This much is known: The attack begins at midnight, when terrorists release deadly gas into the Paris subway.
What's not so clear is whether France's security and rescue services are fully ready to respond. In an anti-terrorism exercise starting last night and ending today, they'll find out.
In the simulated attack near the Foreign Ministry, police said 500 emergency services agents will be asked to pretend that terrorists have released Sarin gas into the subway.
Sarin, a deadly nerve agent developed by the Nazis during World War II, was used in a 1995 attack on the Tokyo subway by doomsday cult Aum Shinri Kyo that killed 12 people and sickened thousands.
It was one of the worst acts of urban terrorism until the Sept. 11, 2001, attacks in the US.

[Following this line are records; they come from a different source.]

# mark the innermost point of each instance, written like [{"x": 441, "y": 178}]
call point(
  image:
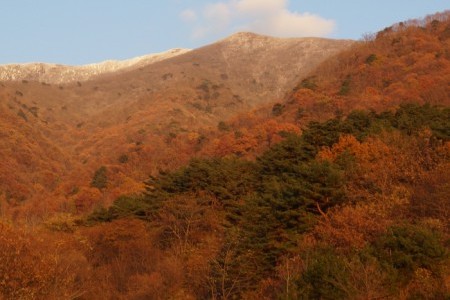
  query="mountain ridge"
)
[{"x": 60, "y": 74}]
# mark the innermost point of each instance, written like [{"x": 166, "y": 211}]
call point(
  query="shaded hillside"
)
[
  {"x": 304, "y": 197},
  {"x": 406, "y": 63}
]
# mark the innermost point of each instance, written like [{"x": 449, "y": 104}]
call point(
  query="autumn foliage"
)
[{"x": 339, "y": 192}]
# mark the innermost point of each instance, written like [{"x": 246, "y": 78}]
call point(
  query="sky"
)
[{"x": 79, "y": 32}]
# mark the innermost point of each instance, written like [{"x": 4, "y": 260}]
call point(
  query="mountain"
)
[
  {"x": 269, "y": 177},
  {"x": 58, "y": 74},
  {"x": 153, "y": 115}
]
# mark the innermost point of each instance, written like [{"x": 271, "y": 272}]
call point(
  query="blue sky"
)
[{"x": 86, "y": 31}]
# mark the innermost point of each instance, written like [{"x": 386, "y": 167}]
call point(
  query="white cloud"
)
[
  {"x": 259, "y": 7},
  {"x": 188, "y": 15},
  {"x": 270, "y": 17}
]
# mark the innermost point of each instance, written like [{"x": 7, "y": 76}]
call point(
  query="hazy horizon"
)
[{"x": 83, "y": 33}]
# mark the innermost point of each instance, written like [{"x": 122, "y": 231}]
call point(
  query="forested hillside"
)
[{"x": 340, "y": 190}]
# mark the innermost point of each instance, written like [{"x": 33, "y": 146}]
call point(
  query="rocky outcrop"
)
[{"x": 60, "y": 74}]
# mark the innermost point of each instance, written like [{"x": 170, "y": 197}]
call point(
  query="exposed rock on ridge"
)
[{"x": 58, "y": 74}]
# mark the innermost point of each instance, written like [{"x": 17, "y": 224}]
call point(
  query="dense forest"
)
[{"x": 340, "y": 191}]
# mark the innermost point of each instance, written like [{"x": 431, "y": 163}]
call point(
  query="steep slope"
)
[
  {"x": 137, "y": 121},
  {"x": 406, "y": 63}
]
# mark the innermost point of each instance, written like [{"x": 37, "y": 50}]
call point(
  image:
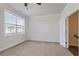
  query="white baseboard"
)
[
  {"x": 43, "y": 40},
  {"x": 11, "y": 45}
]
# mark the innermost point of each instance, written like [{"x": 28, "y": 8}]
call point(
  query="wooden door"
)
[{"x": 73, "y": 33}]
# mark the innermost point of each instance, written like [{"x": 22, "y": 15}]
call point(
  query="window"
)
[
  {"x": 20, "y": 25},
  {"x": 13, "y": 24}
]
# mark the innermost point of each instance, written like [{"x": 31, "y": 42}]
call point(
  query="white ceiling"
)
[{"x": 37, "y": 10}]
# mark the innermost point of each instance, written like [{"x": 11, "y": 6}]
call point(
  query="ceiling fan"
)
[{"x": 26, "y": 4}]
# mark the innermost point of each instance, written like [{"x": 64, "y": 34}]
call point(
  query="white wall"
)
[
  {"x": 9, "y": 41},
  {"x": 44, "y": 28},
  {"x": 68, "y": 10}
]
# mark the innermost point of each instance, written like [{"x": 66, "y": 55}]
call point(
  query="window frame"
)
[{"x": 12, "y": 34}]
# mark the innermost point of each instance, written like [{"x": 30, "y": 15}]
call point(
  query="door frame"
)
[{"x": 67, "y": 33}]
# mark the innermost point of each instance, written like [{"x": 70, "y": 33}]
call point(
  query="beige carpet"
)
[{"x": 35, "y": 48}]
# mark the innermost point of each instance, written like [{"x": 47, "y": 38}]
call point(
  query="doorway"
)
[{"x": 73, "y": 33}]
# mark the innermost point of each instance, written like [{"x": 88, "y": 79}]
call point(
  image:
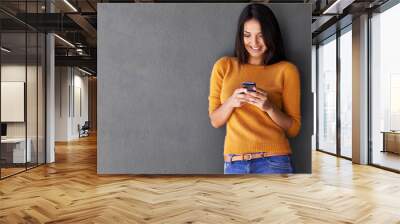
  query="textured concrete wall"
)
[{"x": 154, "y": 64}]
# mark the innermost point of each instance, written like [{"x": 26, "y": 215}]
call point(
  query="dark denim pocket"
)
[{"x": 279, "y": 162}]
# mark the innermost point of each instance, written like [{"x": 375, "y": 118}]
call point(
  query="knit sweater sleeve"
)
[
  {"x": 291, "y": 98},
  {"x": 217, "y": 76}
]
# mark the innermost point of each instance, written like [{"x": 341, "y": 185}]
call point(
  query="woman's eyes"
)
[{"x": 248, "y": 35}]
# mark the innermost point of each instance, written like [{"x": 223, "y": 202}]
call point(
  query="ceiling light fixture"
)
[
  {"x": 337, "y": 7},
  {"x": 86, "y": 72},
  {"x": 70, "y": 5},
  {"x": 64, "y": 40},
  {"x": 5, "y": 49}
]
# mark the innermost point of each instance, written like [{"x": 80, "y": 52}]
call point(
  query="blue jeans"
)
[{"x": 267, "y": 165}]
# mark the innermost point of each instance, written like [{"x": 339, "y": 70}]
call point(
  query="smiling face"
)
[{"x": 253, "y": 41}]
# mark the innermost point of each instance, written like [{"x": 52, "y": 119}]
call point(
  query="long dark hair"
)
[{"x": 270, "y": 31}]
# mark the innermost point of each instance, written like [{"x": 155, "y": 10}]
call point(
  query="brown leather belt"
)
[{"x": 246, "y": 156}]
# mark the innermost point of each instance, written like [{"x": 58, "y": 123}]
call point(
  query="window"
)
[
  {"x": 327, "y": 96},
  {"x": 385, "y": 88}
]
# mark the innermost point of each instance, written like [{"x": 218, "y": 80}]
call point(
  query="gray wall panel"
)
[{"x": 154, "y": 64}]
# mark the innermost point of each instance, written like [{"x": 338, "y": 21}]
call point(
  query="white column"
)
[{"x": 360, "y": 89}]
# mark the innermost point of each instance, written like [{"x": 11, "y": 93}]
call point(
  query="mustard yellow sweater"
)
[{"x": 250, "y": 129}]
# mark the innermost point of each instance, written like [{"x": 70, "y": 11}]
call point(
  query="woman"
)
[{"x": 259, "y": 121}]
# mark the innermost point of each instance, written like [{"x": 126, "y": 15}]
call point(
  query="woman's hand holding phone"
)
[
  {"x": 259, "y": 98},
  {"x": 238, "y": 98}
]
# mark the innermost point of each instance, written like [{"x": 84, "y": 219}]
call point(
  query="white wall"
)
[{"x": 70, "y": 83}]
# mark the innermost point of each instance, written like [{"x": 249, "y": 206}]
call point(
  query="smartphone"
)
[{"x": 250, "y": 86}]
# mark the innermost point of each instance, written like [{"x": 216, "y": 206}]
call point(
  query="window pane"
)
[
  {"x": 327, "y": 97},
  {"x": 385, "y": 86},
  {"x": 345, "y": 95}
]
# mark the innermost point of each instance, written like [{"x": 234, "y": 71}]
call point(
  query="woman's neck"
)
[{"x": 255, "y": 61}]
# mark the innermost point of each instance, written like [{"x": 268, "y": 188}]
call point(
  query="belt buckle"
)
[{"x": 250, "y": 156}]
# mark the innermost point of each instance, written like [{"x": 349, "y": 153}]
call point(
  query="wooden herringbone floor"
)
[{"x": 70, "y": 191}]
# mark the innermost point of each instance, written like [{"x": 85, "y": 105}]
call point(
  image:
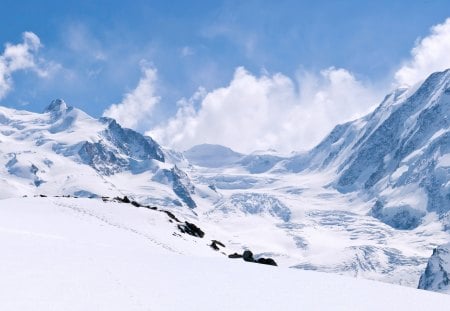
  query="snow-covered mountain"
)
[
  {"x": 371, "y": 200},
  {"x": 86, "y": 254},
  {"x": 435, "y": 276},
  {"x": 63, "y": 151}
]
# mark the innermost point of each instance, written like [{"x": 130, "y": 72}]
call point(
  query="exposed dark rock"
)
[
  {"x": 215, "y": 245},
  {"x": 235, "y": 255},
  {"x": 267, "y": 261},
  {"x": 172, "y": 216},
  {"x": 136, "y": 204},
  {"x": 123, "y": 200},
  {"x": 191, "y": 229},
  {"x": 248, "y": 256}
]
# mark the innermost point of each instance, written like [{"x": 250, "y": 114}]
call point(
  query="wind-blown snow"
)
[{"x": 83, "y": 254}]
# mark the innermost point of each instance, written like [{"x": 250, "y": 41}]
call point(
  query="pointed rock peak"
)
[{"x": 57, "y": 105}]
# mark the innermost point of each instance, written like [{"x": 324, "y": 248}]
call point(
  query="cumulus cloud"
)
[
  {"x": 21, "y": 56},
  {"x": 268, "y": 111},
  {"x": 136, "y": 107},
  {"x": 429, "y": 55}
]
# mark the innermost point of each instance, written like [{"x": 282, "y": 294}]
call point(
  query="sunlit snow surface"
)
[{"x": 84, "y": 254}]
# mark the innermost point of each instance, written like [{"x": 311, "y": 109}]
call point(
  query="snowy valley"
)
[{"x": 371, "y": 201}]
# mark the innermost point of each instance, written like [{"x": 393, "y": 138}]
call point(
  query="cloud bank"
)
[
  {"x": 22, "y": 56},
  {"x": 268, "y": 111},
  {"x": 258, "y": 112},
  {"x": 136, "y": 107},
  {"x": 429, "y": 55}
]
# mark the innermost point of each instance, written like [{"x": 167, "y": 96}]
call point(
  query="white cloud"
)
[
  {"x": 22, "y": 56},
  {"x": 187, "y": 51},
  {"x": 269, "y": 111},
  {"x": 136, "y": 107},
  {"x": 429, "y": 55}
]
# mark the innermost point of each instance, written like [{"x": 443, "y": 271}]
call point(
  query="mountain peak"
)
[{"x": 57, "y": 105}]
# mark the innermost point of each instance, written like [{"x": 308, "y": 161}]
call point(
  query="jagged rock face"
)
[
  {"x": 120, "y": 149},
  {"x": 435, "y": 276},
  {"x": 66, "y": 151},
  {"x": 398, "y": 155}
]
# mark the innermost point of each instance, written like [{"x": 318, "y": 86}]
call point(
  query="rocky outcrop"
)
[{"x": 435, "y": 277}]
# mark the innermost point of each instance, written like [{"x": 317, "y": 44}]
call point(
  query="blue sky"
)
[{"x": 94, "y": 53}]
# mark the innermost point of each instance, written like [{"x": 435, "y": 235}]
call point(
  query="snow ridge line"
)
[{"x": 116, "y": 225}]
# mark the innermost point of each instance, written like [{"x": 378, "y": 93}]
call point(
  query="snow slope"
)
[
  {"x": 370, "y": 201},
  {"x": 85, "y": 254}
]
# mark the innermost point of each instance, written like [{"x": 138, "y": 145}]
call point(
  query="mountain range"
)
[{"x": 371, "y": 200}]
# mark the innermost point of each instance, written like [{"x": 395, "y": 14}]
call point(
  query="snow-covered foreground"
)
[{"x": 84, "y": 254}]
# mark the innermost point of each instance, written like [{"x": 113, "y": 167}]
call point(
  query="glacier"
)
[{"x": 370, "y": 201}]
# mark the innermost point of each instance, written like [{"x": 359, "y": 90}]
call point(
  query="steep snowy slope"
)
[
  {"x": 85, "y": 254},
  {"x": 390, "y": 208},
  {"x": 435, "y": 276},
  {"x": 398, "y": 154},
  {"x": 369, "y": 201},
  {"x": 65, "y": 151}
]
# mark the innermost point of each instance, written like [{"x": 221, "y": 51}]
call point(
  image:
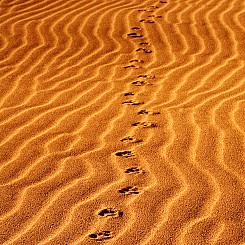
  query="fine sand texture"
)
[{"x": 122, "y": 122}]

The simulated chemical attack in Paris will target the Invalides Metro and suburban train station. Tourists may know it: The station on the Seine's left bank is close to Les Invalides, a gold-domed former hospital that houses the tomb of Napoleon Bonaparte.
Pretend "victims" will be treated and decontaminated in special tents to be erected on a park next to the station, police officials said. In summer, Parisians flock to that park to sunbathe and play soccer. The station and park will be closed for the duration of the exercise, which is expected to last a maximum of five hours, ending before dawn today.
Officials are not releasing many details: They wanted to keep an element of surprise that would make the exercise more realistic for the fire, police, hospital and other officials who will rush to the scene.
Police stressed that the simulation, which has been planned for months, was not being carried out because of a specific threat.
Rather, it is designed to test plans prepared over the past two years for dealing with terror attacks with nuclear, chemical or biological weapons.
The exercise, the first of its kind in the French capital, comes less than a week after France reduced its terror alert status to the lowest level.